Готовясь к службе в новых условиях, я от нечего делать приучал себя к новой седловке и снаряжению. С этой целью на обозных конях мы с Чуки ездили в город Борщов, недалеко от Волковцов. Горское седло напоминает казачье, однако подушки на нём выше и арчак меньше. Благодаря тому, что всадник возвышается над лошадью, сидя на подушке, простёганной в несколько слоёв, он совершенно «не чувствует» под собой коня и отстаёт от него в движениях. Прыгать на таком седле и вообще брать препятствия, конечно, почти невозможно при этих условиях, да горцы этого и не умеют. Благодаря узости арчака седельные луки настолько близко расположены одна от другой, что всадник, в сущности, не сидит, а стоит на стременах, что опять-таки не очень удобно в больших переходах. При галопе и шаге горское седло ещё туда-сюда, но при рыси оно чрезвычайно неудобно. Под такое седло лучше всего, конечно, иметь иноходца, не имеющего совсем рыси.
Утром 23 июля в Волковцы прибыл вахмистр сотни ингуш Ужахов. Эту фамилию в сотне носит человек пятнадцать – все, конечно, родственники между собой. Среди ингушей вообще всего десяток фамилий, так как народ этот не велик, родством же на Кавказе считаются чуть не в десятом поколении. Вахмистр, рыжий, тощий и на вид весьма жуликоватый, в мирное время служил письмоводителем у пристава где-то на Кавказе, что считается среди малообразованных ингушей большим административным постом. Он привёл, по его словам, из обоза лошадь под вьюк корнету Шенгелаю, однако через два часа после его приезда в Волковцах появился местный пристав и заявил начальству, что вахмистр лошадь эту привёл не из обоза, а просто украл по дороге у работавшего в поле «газды». При разборе дела Ужахов нахальничал с полицейским, орал, что он сам 10 лет был приставом и потому «знает все права», но лошадь всё же принуждён был вернуть по моему приказанию. Хозяин коняги при этом дрожал всем телом, плакал и судорожно держал за повод украденную лошадь.
Сцена эта мне очень не понравилась, хотя по физиономиям окружавшей нас публики, состоявшей из обозной аристократии, было видно, что она на стороне вахмистра. Подобные дела в обычаях и нравах этой среды. Галицийские крестьяне или, как они себя называют, «газды», т.е. хозяева, самая несчастная здесь публика. Помещики в восточной Галиции исключительно поляки, которые смотрят на крестьян-русинов, как на низшую расу, и в глаза зовут их «быдлом». Все крестьяне в полной экономической и политической зависимости у помещиков и ещё больше у жидов, которых здесь ужасающее количество и притом самой скверной разновидности.
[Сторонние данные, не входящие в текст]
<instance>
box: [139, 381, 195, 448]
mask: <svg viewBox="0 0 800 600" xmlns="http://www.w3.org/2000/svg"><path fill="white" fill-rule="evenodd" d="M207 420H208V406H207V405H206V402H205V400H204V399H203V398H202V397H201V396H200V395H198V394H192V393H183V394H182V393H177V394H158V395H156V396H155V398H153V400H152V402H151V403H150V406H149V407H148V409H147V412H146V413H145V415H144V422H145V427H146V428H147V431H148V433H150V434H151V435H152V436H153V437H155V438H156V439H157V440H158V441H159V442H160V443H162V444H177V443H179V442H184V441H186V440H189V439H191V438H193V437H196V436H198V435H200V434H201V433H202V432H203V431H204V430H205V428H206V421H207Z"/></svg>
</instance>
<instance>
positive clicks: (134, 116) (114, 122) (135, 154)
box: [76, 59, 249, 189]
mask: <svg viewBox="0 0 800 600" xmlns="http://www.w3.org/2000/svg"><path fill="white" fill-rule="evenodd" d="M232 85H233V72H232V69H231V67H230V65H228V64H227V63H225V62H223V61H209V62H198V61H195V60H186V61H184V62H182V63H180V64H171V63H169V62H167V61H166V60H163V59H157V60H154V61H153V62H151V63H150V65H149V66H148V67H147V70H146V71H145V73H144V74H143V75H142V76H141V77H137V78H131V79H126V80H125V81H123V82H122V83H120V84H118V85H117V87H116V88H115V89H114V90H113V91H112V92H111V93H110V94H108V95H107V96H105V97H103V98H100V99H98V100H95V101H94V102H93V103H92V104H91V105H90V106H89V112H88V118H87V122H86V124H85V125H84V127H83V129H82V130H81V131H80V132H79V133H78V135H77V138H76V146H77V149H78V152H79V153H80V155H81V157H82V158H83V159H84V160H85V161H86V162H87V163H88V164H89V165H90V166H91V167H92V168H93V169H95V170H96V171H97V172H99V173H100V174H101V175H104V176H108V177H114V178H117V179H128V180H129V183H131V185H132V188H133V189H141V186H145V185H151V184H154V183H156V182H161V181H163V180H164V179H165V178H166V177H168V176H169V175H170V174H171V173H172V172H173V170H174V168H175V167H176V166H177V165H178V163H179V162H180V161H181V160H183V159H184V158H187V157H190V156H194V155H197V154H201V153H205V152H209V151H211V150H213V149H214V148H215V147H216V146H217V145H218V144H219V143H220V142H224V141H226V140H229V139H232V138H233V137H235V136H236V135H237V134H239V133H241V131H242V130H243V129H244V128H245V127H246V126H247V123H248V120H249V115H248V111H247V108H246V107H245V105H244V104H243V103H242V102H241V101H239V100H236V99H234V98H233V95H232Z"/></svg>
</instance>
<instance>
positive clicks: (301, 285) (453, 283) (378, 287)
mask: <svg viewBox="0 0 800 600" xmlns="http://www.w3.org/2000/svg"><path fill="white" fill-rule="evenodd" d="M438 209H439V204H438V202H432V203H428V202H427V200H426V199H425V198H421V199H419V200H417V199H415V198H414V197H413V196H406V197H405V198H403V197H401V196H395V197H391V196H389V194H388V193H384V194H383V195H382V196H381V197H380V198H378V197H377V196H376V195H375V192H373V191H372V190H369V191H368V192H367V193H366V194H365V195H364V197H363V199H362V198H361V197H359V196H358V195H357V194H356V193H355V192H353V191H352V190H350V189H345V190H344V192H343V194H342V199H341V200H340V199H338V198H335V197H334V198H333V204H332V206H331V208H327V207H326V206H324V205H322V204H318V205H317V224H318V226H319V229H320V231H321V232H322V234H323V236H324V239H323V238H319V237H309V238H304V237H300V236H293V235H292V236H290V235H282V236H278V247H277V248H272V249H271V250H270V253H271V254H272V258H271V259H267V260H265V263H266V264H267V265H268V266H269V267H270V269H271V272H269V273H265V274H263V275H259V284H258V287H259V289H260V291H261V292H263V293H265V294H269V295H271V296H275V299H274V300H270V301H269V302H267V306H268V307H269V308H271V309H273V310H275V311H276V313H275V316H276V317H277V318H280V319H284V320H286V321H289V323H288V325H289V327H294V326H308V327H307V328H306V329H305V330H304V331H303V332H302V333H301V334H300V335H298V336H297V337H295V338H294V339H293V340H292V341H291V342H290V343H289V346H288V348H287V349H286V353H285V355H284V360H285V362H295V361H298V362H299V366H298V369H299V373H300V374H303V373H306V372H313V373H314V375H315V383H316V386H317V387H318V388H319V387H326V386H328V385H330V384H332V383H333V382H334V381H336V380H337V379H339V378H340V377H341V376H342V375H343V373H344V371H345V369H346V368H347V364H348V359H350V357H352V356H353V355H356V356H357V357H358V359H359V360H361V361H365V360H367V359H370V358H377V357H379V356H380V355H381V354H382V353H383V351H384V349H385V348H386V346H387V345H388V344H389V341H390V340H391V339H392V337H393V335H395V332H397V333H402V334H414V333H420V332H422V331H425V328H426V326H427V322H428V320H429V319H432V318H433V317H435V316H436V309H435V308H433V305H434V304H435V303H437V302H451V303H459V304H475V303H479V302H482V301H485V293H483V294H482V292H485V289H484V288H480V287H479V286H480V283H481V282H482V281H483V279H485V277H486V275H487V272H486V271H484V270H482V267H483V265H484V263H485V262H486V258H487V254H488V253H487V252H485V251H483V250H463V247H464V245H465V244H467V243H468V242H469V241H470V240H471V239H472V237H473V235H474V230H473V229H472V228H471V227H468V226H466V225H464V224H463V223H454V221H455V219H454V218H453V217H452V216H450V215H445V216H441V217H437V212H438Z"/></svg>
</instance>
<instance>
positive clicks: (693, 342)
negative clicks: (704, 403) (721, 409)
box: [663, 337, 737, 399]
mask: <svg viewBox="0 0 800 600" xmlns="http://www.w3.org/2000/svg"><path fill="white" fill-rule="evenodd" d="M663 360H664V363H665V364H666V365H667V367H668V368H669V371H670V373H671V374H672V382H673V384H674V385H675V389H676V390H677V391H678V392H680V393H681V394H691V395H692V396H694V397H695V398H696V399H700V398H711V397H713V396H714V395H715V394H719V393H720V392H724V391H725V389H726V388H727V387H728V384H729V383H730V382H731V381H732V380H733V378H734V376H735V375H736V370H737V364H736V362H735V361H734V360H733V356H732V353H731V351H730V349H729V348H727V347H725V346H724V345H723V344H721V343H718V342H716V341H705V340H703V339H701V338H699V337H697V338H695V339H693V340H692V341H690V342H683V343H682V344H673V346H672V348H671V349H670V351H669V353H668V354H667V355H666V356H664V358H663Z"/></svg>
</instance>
Жиды в Галиции – арендаторы помещичьих имений – держат всю торговлю, как крупную, так и мелкую, в своих руках, уже не говоря о процветающем вовсю ростовщичестве. Приход русских войск, если бы он не разорил войной Галицию, принёс бы, конечно, много блага крестьянам-русинам при введении русских общегосударственных законов. На мой вопрос о правах крестьянства при австро-венгерской власти один «газда» ответил так:
– Права? Права, пане, були у панов, та й жидив, а у нас правов нэма.
Не оставлено, конечно, в покое поляками и православие. Все здешние крестьяне униаты.
Ночью 25 июня была слышна сильная артиллерийская канонада, так что мы думали, что наши отступают. Утром по телефону в полк был вызван поручик Баранов. Чуки по этому случаю всю ночь не спал, так как боялся, что его забудут при отступлении, а собственной лошади у него нет.
Через неделю, к моей радости, полк пришёл с позиций. Косиглович вернулся тощий, измученный и злой, так как уехал без верхней одежды, ничего с собой не имея. Как оказалось, эта его жертва была совершенно напрасна, потому что полк две недели просидел без дела под дождём в резервных окопах.
С приходом полка сотни разместили заново, причём нашей четвёртой была отведена квартира на фольварке, т.е. в имении местного помещика польского графа. В виде исключения граф этот из имения при приближении русских войск не бежал, как все ему подобные, а жил с семьёй в верхнем этаже своего дома. Нижний был отведён под нашу квартиру. В день новоселья он приветствовал нас обедом, сам развёл по комнатам и был очень любезен, но затем уже больше не показывался, предоставив нас самим себе. Дом деревенский, довольно простой по убранству и обстановке и уж никак не заслуживающий названия «палаца», как его называют крестьяне. Кровати зато в нём совершенно необыкновенные, огромные, старинные, как настоящие ковчеги, и на редкость мягкие. Спать в них − настоящее наслаждение; за всю жизнь я не встречал ничего удобнее.